Ringo mengajukan permohonan bantuan pemakaman dan konseling. Dia ditolak karena program tersebut mengatakan dia bisa mengandalkan asuransi jiwa. Dia mengajukan banding, dan meskipun program tersebut membatalkan keputusan awalnya, program tersebut kembali menolaknya, dengan mengatakan bahwa putranya melakukan pelanggaran terkait dengan pembunuhannya sendiri. Komisi negara tidak memberikan rincian, kata Ringo, dan polisi Highland Park tidak banyak membantu.
Diliputi kesedihan, Ringo, 64, kemudian berbicara di hadapan badan legislatif Michigan tentang trauma karena diberi tahu bahwa putranya adalah penyebab pembunuhannya.
“Mereka membuat saya semakin menderita,” katanya tentang penolakan program tersebut. “Saya sangat terlibat karena saya tidak bisa pergi dan pergi ke Alabama dan membawa serta putra saya dan… memulai hidup baru.”

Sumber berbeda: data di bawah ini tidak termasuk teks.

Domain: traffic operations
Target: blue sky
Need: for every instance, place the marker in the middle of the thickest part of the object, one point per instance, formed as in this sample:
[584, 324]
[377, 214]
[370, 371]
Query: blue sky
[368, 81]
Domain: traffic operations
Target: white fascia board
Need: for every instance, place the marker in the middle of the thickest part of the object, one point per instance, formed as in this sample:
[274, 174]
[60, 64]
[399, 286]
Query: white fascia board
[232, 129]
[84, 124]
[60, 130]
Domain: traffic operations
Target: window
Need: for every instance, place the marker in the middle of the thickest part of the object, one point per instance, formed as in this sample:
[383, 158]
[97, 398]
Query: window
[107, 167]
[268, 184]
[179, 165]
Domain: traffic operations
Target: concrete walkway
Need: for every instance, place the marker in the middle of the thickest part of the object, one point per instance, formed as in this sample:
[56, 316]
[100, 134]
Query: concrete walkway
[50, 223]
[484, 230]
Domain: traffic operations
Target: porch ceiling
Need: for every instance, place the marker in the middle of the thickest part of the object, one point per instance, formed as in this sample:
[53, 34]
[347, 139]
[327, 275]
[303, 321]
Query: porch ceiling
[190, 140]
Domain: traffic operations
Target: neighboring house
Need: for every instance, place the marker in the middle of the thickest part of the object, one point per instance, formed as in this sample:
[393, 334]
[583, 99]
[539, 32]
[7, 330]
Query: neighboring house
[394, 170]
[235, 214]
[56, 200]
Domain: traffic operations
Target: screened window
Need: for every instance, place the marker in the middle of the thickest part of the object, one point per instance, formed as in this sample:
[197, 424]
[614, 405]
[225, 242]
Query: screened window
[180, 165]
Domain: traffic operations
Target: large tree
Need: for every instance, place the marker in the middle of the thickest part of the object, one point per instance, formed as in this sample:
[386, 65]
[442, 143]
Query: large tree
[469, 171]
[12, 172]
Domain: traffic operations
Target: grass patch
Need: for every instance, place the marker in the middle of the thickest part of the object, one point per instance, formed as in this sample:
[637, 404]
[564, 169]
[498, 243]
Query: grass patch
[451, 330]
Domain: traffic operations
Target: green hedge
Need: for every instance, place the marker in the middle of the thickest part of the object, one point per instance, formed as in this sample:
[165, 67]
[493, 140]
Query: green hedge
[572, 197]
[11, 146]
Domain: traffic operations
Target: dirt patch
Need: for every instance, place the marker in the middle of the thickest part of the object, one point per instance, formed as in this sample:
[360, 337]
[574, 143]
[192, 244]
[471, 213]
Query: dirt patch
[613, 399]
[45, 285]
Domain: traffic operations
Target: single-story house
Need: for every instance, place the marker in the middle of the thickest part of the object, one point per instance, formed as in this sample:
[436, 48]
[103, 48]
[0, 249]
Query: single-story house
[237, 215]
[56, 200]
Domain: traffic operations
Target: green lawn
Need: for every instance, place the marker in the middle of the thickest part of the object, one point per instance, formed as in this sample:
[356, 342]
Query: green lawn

Setelah dia dan korban lainnya memberikan kesaksian, anggota parlemen Michigan mengesahkan undang-undang, yang mulai berlaku pada bulan Agustus, yang membuat banyak perubahan, termasuk meningkatkan ketersediaan dana bagi para korban, menghilangkan tenggat waktu pelaporan polisi, dan meningkatkan kelayakan.
Data tidak tersedia untuk segelintir negara bagian yang telah melakukan reformasi besar-besaran baru-baru ini. Namun New Jersey, yang merevisi aturan programnya pada tahun 2020, langsung melihat adanya perubahan.
Pada tahun 2018 dan 2019, korban berkulit hitam menyumbang sekitar 44% permohonan tetapi menerima hampir 60% penolakan, menurut data yang diperoleh AP. Setelah perombakan, kesenjangan tersebut menyempit dan pada tahun 2021 kesenjangan tersebut menghilang.
Martinez berharap bahwa berbicara di rapat umum yang mendukung rancangan undang-undang yang akan mendanai pusat pemulihan trauma percontohan di Arizona akan membuat lebih banyak orang mendapatkan bantuan. Model ini menyalurkan uang kepada korban dengan lebih cepat dan memiliki batasan yang lebih sedikit, seperti model yang mendiskualifikasi Martinez.
“Saya bahkan tidak punya waktu untuk memulihkan diri secara emosional dari apa yang terjadi,” kata Martinez. “Tetapi saya benar-benar merasa bahwa misi hidup saya adalah untuk mengubah hal itu.”
___
Laporan Catalini dari Trenton, New Jersey dan laporan Lauer dari Philadelphia.
___
Ini adalah kali kedua dari seri Associated Press yang meneliti program kompensasi bagi korban kejahatan. Kirim tip rahasia ke ap.org/tips. Associated Press menerima dukungan dari Public Welfare Foundation untuk pelaporan yang berfokus pada peradilan pidana. AP sepenuhnya bertanggung jawab atas semua konten.